Sparse storage for growable axes #235

nsmith- · 2019-11-21T16:05:58Z

Copy of part 7 of #214

About categorical axes, it looks like the storage contains the outer product of growable categories:

h = bh.histogram(
  bh.axis.category([''], growth=True),
  bh.axis.category([''], growth=True),
  bh.axis.category([''], growth=True),
  bh.axis.regular(60, 60, 120),
)
h.fill(
  ['dataset1', 'dataset2', 'dataset2'],
  ['region1', 'region1', 'region2'],
  ['', '', 'JESup'],
  [90., 86., 92.],
)
import pickle
len(pickle.dumps(h))

returns 9290 (787 empty), while for comparison,

import coffea.hist as hist
h = hist.Hist('events',
  hist.Cat('dataset', ''),
  hist.Cat('region', ''),
  hist.Cat('systematic', ''),
  hist.Bin('mass', '', 60, 60, 120),
)
h.fill(dataset='dataset1', region='region1', systematic='', mass=90.)
h.fill(dataset='dataset2', region='region1', systematic='', mass=86.)
h.fill(dataset='dataset2', region='region2', systematic='JESup', mass=92.)
len(pickle.dumps(h))

returns 4898 (2880 empty). Coffea histograms have a fair bit of pickling overhead compared to boost, but the sparseness catches up.
Is there a way to request sparse bin storage here?

Comment from @HDembinski

Sparse storages are implemented in boost::histogram (C++), but currently there are no wrappers in boost-histogram (Python wrapper).

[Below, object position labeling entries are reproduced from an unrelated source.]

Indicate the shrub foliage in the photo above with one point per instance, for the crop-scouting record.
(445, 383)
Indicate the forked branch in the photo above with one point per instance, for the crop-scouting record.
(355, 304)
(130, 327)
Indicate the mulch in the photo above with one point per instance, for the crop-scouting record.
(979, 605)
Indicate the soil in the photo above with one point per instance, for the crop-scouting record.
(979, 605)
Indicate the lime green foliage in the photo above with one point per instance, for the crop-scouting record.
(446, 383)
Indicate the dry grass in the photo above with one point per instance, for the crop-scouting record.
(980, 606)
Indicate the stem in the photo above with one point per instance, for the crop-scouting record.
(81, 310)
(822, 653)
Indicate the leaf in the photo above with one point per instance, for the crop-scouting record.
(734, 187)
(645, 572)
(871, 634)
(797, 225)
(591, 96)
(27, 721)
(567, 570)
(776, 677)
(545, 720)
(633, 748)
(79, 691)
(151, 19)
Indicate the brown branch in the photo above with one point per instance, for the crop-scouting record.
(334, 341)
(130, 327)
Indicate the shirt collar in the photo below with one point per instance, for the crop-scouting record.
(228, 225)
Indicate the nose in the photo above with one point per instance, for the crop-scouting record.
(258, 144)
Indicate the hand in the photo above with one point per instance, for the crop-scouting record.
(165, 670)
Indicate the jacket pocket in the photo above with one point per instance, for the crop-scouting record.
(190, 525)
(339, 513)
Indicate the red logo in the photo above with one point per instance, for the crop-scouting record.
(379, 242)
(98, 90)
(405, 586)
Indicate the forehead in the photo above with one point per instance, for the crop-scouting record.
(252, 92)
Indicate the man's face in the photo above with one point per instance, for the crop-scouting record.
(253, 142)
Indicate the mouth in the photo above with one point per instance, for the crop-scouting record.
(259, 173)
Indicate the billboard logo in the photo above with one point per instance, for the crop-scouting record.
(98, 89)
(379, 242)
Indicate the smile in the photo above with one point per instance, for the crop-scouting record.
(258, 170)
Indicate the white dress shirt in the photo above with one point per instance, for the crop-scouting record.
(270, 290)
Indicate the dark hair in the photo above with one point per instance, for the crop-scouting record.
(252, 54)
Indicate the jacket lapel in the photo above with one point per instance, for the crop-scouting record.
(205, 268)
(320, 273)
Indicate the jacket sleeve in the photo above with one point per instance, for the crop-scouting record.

Histograms with sparse storage are neither performant nor memory efficient. A sparse storage needs lots of memory overhead for each cell that is filled and cell lookup is much slower, too. Not everything that sounds good in theory also works well in practice. Could you run your coffea histogram with sparse storage against boost-histogram with dense storage on a realistic data set?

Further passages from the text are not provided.